El capitán -el contralmirante Fernando Zurita- ha sido el primero en abandonar, seguro de que las vías de agua son imposibles de reparar, consciente de que la hoja de ruta -que aspiraba a superar la caída del 9,8% de la producción en 2007 y a llegar a 200.000 barriles en 2008- no es más que un espejismo. De la mano del contralmirante Luís Jaramillo (hasta ahora director general de la marina mercante) Correa da alas a sus complejo de Titanic, se aferra a su retorno a la OPEP, pero la que iba a ser el ancla del buque insignia del oro negro ecuatoriano es una balsa a la deriva, sin más rumbo que la dependencia de los ensueños bolivarianos y el abordaje de las multinacionales, de las que depende el 45% de los 520.000 barriles de crudo diarios del quinto productor de petróleo de la región. Remolcada, si quiere salvarse, por el empuje de los dólares y los euros, los mismos de los que no sólo espera el núcleo de la inversión en hidrocarburos, sino la financiación de sus ensueños como el de Manabí - la mayor refinería del Pacífico-. Ajeno a las dimensiones de su buque insignia, urgido de soluciones para los problemas de abastecimiento en su economía, Correa no se resiste a planificar ‘cruceros de lujo’ y ejercicios de exhibición con su titánic petrolero. Lo ha hecho con Cristina Kirchner. Y lo hace, sobre todo, con Hugo Chávez.

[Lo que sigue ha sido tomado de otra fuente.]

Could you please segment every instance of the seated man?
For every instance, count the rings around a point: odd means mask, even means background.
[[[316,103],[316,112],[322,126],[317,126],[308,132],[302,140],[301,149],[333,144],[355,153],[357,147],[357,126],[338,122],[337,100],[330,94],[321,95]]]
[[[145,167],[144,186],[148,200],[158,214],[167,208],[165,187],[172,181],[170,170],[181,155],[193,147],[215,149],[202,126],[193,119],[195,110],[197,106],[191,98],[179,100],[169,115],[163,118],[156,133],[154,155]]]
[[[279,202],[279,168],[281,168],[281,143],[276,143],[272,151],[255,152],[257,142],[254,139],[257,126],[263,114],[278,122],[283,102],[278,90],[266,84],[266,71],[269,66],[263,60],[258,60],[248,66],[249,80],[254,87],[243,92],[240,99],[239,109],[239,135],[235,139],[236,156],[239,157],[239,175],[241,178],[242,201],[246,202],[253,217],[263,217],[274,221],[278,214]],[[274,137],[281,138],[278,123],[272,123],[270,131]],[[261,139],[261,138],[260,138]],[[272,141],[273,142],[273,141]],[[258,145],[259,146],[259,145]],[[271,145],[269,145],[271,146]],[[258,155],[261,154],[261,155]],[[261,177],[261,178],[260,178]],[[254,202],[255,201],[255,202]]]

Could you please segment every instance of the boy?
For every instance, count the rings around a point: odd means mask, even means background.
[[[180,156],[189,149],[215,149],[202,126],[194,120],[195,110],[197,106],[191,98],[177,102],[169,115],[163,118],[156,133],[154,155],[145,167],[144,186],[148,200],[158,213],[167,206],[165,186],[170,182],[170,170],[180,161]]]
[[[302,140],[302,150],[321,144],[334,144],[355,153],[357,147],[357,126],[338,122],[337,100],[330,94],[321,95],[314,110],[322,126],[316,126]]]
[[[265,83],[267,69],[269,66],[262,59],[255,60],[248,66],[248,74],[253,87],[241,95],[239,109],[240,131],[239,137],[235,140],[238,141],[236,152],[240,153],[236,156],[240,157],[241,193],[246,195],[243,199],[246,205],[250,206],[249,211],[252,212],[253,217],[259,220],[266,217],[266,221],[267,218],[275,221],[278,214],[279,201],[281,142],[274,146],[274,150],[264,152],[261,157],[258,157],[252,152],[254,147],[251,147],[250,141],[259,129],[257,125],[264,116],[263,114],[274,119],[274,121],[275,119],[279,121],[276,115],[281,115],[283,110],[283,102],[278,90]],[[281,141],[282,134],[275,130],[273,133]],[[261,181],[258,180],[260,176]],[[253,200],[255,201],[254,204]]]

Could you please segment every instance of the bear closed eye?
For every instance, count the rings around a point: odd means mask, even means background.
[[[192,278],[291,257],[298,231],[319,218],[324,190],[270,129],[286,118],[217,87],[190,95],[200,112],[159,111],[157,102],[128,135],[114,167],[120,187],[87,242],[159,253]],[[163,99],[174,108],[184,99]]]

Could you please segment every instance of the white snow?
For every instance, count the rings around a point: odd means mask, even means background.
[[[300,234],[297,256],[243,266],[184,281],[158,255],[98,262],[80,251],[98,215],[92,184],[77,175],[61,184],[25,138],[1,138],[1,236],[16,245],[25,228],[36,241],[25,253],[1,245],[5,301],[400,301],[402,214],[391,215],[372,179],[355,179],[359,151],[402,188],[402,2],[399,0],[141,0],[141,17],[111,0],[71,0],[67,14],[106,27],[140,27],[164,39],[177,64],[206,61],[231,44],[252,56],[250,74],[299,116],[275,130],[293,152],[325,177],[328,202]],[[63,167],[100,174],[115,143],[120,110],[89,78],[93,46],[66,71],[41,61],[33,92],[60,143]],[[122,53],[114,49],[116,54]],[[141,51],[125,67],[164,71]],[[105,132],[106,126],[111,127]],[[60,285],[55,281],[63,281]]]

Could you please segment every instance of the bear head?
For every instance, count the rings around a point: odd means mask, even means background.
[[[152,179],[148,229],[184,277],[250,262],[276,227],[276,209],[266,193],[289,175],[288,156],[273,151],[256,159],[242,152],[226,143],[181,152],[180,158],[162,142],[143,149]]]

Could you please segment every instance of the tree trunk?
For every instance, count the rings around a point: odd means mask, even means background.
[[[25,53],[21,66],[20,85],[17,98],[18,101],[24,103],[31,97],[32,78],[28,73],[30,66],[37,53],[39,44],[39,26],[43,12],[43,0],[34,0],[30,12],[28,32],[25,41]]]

La bitácora dibuja el rastro de una nave perdida, que agota la fuerza de sus motores. A Ecuador, que ha regresado de cráneo al redil de la OPEP, de poco le ha servido que las aguas mansas del mercado internacional y los vientos a favor del precio del crudo. La crisis es sólo una nueva vía de agua en una compañía de la que Correa pretendía hacer el buque insignia de la soberanía petrolera, pero que ha convertido en una nave que pierde a borbotones todos los lingotes de inversión que le llegan. Un ‘barco corsario' que dispara cañonazos contra las multinacionales y niega ahora la bandera de la jurisdicción internacional al empeñarse, acosado por las denuncias, en desconocer la potestad del CIADI para resolver sus contenciosos energéticos con las trasnacionales. Para desgracia de Correa, que niega los icebergs a los que se enfrenta su titánic energético, es el diagnóstico del propio Zurita- antes de que lo dimitieran- el que reconoce que la declinación natural de los campos de extracción, la ausencia del crudo esperado en algunos campos nuevos, la parálisis de las seis torres de perforación que debían haber entrado en funcionamiento en enero y los problemas administrativos hacen imposible que la nave vaya a todo trapo. Ni siquiera sus botines piratas- acaba de comenzar a explotar el Bloque 15 de la Amazonía, el mismo que a la Oxy le producía 100.0000 barriles diarios- alimentan sus motores. En diciembre del año pasado, la producción petrolera había sido de 175.303 barriles por día. En abril esa cifra cayó a 169.011 barriles.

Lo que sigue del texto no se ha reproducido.